Having a tough time keeping up with everything lately. Just finished reading Pivotal’s call and I’d encourage others to take a look.
Let’s try to quickly summarize the bear case.
#1 - Look at the very small number of customers (377) and additions (9) this quarter. This isn’t a real company if they can’t add more customers than that every quarter.
#2 - Reliance on Services Revenue. The product doesn’t sell itself and takes a significant amount of effort to sell, let alone get up and running.
#3 - They aren’t showing any signs of penetrating the mid-market customer.
#4 - Lumpiness
#5 - Guiding only 36% sub growth
#6 - Dell ownership (I will not comment further on that here).
Now let’s look at the quarter and the bull case.
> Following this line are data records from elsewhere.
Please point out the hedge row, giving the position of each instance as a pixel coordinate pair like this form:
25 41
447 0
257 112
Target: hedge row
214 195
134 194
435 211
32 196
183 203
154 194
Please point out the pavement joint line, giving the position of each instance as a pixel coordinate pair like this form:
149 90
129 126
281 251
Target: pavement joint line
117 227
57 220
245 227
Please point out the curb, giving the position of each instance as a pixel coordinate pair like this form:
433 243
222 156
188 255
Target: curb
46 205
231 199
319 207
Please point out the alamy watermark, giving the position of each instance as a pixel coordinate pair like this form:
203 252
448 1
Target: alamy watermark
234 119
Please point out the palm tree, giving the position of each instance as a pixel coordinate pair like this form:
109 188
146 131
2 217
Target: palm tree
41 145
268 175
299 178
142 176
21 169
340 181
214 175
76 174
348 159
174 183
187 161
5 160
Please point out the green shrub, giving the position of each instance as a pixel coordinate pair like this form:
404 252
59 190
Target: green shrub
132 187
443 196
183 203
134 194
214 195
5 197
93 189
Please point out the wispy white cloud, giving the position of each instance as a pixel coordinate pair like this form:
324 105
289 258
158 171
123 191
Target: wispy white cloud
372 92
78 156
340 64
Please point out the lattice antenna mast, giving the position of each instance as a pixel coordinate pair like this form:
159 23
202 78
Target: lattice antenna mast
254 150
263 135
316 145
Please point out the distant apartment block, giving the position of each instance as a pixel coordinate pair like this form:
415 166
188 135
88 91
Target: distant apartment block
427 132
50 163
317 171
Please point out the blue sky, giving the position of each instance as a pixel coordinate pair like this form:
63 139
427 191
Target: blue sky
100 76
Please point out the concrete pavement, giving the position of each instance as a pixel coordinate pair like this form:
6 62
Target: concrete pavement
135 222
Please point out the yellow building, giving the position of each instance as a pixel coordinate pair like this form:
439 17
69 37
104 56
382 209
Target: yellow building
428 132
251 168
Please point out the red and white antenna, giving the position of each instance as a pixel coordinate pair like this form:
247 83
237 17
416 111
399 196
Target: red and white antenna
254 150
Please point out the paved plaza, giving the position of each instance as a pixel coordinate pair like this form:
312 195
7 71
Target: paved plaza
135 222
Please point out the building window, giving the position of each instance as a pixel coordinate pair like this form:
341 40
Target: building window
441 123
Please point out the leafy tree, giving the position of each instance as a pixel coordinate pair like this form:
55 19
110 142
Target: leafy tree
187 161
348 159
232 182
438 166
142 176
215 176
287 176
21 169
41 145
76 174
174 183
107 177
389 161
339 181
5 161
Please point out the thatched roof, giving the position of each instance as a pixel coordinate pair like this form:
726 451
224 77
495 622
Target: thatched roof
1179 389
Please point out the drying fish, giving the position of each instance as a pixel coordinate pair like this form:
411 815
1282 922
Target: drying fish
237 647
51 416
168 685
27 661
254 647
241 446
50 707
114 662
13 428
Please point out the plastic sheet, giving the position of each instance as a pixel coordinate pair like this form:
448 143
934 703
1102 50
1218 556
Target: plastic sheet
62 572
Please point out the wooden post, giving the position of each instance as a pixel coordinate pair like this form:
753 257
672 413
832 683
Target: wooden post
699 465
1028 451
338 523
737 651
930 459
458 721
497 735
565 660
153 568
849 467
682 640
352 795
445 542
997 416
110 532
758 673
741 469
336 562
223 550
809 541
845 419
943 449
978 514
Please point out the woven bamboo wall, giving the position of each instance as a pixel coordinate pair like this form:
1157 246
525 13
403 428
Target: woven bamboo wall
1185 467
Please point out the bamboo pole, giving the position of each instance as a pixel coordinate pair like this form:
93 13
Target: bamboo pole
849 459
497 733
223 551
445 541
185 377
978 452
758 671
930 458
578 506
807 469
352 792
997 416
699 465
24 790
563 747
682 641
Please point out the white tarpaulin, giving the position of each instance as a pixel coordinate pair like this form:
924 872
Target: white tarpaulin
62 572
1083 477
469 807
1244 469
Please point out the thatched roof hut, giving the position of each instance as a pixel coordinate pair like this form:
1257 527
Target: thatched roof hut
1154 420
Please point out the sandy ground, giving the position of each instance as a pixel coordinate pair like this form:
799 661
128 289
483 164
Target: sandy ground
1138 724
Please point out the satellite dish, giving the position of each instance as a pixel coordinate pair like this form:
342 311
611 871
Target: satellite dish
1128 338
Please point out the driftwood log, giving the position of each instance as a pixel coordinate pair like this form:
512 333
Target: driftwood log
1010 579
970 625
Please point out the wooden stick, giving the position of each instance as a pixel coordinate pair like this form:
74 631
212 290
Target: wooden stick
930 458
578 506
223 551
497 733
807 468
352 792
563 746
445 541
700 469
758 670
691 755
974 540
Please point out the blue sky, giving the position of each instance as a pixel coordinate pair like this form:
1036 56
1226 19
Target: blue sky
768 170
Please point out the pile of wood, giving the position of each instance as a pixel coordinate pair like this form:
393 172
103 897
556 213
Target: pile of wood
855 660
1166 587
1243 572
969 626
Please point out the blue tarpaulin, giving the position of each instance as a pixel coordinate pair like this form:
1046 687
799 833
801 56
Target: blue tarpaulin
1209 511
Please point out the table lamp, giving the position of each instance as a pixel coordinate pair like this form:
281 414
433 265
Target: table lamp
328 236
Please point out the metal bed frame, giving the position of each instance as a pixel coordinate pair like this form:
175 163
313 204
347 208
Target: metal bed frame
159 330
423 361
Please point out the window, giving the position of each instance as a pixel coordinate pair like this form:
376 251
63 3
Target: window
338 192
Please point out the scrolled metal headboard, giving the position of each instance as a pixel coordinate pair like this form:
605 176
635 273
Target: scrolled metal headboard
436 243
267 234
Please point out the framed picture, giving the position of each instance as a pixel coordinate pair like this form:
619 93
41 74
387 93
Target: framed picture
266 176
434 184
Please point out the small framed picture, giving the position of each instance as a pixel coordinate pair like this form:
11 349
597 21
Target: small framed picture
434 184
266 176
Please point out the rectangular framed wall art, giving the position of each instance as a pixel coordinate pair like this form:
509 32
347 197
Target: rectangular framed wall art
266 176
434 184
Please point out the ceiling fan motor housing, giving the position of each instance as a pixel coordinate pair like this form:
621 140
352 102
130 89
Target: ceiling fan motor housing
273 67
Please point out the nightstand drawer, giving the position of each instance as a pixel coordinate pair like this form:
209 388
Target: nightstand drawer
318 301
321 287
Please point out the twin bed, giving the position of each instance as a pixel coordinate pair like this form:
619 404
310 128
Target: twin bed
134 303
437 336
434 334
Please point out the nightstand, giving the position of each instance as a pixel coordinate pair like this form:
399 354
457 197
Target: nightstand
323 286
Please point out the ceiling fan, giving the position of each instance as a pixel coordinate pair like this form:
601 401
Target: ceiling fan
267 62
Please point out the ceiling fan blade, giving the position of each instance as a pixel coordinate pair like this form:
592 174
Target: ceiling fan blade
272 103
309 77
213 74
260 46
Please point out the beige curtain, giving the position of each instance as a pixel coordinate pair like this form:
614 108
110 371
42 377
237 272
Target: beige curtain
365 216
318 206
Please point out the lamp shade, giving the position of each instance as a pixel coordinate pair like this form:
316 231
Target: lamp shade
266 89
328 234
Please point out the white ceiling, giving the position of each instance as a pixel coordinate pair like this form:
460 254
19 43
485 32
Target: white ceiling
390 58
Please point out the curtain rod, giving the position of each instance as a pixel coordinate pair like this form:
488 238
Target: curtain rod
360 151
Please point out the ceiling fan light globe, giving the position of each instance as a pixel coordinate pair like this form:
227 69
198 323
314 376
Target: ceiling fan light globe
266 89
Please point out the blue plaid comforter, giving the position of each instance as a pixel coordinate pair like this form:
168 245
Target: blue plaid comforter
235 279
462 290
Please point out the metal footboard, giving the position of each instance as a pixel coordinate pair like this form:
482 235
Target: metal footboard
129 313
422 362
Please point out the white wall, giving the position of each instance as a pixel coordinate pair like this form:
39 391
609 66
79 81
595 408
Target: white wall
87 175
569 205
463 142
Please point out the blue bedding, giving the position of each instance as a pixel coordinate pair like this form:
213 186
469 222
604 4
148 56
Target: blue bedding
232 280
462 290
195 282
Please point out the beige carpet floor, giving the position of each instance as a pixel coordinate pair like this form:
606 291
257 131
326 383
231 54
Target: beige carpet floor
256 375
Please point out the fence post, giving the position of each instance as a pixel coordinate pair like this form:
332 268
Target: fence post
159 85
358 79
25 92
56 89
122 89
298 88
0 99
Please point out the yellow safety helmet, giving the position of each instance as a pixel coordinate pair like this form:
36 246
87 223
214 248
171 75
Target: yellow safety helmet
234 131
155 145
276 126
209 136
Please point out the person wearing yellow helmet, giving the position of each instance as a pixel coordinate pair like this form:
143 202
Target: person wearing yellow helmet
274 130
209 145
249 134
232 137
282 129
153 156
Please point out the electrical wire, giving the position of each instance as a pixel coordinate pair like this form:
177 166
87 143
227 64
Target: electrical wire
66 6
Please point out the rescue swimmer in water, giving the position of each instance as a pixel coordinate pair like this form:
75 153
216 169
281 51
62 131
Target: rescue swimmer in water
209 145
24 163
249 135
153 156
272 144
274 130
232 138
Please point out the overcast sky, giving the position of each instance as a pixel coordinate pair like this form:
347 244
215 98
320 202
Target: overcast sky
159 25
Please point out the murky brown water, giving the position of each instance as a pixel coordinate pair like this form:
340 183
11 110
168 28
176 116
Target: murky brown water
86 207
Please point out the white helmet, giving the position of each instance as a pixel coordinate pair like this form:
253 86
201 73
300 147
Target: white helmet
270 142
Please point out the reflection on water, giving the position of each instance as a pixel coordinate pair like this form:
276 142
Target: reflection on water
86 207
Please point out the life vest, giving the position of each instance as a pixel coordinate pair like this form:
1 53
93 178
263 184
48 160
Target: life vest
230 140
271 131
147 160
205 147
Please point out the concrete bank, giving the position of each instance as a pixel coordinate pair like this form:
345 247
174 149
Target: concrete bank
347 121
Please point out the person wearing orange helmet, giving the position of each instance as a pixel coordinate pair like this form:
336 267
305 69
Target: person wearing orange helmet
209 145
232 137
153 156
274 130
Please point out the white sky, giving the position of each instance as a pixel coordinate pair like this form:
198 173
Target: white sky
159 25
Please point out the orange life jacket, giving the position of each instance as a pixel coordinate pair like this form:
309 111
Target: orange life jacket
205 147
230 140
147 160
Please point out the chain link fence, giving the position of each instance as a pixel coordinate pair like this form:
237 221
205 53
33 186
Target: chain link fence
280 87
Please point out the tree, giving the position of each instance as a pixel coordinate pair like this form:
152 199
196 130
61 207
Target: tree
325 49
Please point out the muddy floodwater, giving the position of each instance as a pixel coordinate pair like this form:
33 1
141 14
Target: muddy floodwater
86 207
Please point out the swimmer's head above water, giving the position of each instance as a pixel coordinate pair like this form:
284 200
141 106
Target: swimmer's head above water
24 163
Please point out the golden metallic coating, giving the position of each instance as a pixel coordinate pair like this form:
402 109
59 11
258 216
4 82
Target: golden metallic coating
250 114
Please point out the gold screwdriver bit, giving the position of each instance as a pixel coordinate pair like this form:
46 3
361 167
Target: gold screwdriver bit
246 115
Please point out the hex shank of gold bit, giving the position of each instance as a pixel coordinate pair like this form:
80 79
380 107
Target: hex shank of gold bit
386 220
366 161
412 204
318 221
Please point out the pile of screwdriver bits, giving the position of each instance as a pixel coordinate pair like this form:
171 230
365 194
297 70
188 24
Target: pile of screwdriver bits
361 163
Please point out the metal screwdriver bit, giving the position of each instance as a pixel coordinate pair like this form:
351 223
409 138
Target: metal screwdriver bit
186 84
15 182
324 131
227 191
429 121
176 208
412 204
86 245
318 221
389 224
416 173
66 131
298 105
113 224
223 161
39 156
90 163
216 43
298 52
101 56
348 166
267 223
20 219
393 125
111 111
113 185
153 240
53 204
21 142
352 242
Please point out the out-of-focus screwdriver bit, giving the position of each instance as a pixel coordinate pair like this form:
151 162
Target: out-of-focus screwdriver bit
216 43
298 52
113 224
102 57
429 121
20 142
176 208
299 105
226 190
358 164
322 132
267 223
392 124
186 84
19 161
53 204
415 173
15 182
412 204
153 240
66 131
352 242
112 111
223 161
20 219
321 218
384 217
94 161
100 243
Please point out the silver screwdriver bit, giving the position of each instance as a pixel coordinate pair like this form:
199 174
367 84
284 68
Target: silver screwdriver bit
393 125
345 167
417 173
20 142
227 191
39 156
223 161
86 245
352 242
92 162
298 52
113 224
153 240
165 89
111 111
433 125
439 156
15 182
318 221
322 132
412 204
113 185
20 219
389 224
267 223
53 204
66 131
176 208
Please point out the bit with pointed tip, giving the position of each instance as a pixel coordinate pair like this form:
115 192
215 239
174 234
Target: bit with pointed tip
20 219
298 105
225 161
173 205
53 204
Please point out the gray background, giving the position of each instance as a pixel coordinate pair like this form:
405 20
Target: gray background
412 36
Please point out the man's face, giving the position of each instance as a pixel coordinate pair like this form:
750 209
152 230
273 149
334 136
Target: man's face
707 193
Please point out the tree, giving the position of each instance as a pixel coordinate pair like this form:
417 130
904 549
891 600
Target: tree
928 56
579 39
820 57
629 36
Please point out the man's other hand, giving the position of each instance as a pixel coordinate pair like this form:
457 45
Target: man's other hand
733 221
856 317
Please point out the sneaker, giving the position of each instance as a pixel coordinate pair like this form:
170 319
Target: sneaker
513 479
Subscription revenue grew 50% this quarter and 55% for the year. New customers grew 32% this year versus last. The net expansion rate is 149%! Gross Margins increased to 68% from 59%!!! Based solely on the subscription revenues, the EV/S is 12.4 and about half of that on total revenues. That is right in the range for multiple expansion. Yes, yes, go ahead and bring up Nutanix if you must.
The conference call seemed very positive. I believe everyone is afraid of having only 9 new customers in a quarter. First, new customers this year grew 32% and combined with the superior expansion rate, this sets up very nicely. Second, the risk/reward scenario on customer growth seems favorable. SI partners will help fuel this growth. We don’t hear of Pivotal’s customers being unhappy with their service and, in fact, agile software development appears to reap vast rewards. I think it was Ford or another auto maker who had to pare back usage or some such thing which I will call FUD. They are diversifying their verticals quite well. Read the call for further info.
PAS appears to be a more holistic buy-in for customers while PKS with a bit lower ASP may help gain new customers faster. But one may ask, who cares? They have penetrated 33% of the Fortune 100. Lots of opportunity left there. They are, in fact, growing customers quickly enough to see great revenue growth when figuring in the expansion rate.
Would love to hear why others think this is wrong.